Suspeito de fraude no Seguro Obrigatório de Danos Pessoais Causados por Veículos Automotores de Vias Terrestres (DPVAT), o médico Iomar Ferreira Santos foi preso preventivamente, nesta quarta-feira (7), em São Luís, durante a Operação Asclépio. Além de Iomar, outros dois médicos do Instituto Médico Legal (IML), também, estão sendo investigados pela polícia por corrupção ativa e passiva, falsidade ideológica e material.
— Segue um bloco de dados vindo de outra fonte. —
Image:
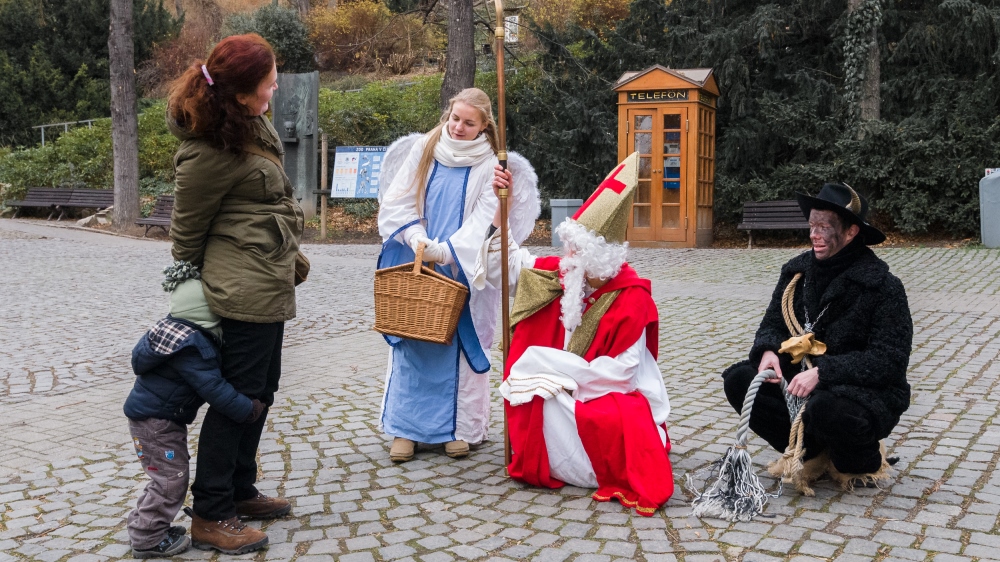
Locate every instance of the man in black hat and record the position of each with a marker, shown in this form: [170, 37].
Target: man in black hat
[838, 329]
De acordo com o delegado Márcio Dominici, que lidera as investigações da fraudes do seguro DPVAT, essa é uma prática que ocorre em todo o Maranhão. “Já achamos alguns documentos que comprovam que houve fraude, inclusive com ajuda de funcionários públicos. Milhares de pessoas podem ter sido beneficiadas por essa fraude, mas é um dado que só será divulgado, precisamente, no decorrer das investigações”, afirma.

De acordo com a polícia, os médicos assinavam laudos que registravam, em vítimas de acidentes, lesões mais graves do que, realmente, elas teriam tido. “O esquema acontece, porque quanto mais grave é a lesão, maior é o valor recebido. O dinheiro era dividido entre a quadrilha e a pessoa. Estamos falando de 20, 25 mil reais”, explica o delegado.

A operação deve continuar investigando documentos, despachantes, advogados e outras pessoas suspeitas de envolvimento na fraude. Após a prisão de Iomar Ferreira, o médico Hugo Djalma teve mandado de prisão expedidos. Os detalhes da Operação serão repassados às 10h, em uma entrevista coletiva para a imprensa.

O que é o DPVAT?
O seguro por Danos Pessoais causados por Veículos Automotores de via Terrestre, ou DPVAT, é obrigatório por lei (6.194/74) e utilizado para indenizar vítimas de acidentes de trânsito causados por veículos motorizados que circulam por terra ou por asfalto. Ou seja, toda pessoa que sofre um acidente (seja motorista, passageiro do veículo ou pedestre) tem direito a ser indenizada – independentemente de quem seja a culpa – por morte, invalidez permanente ou reembolso de despesas médicas.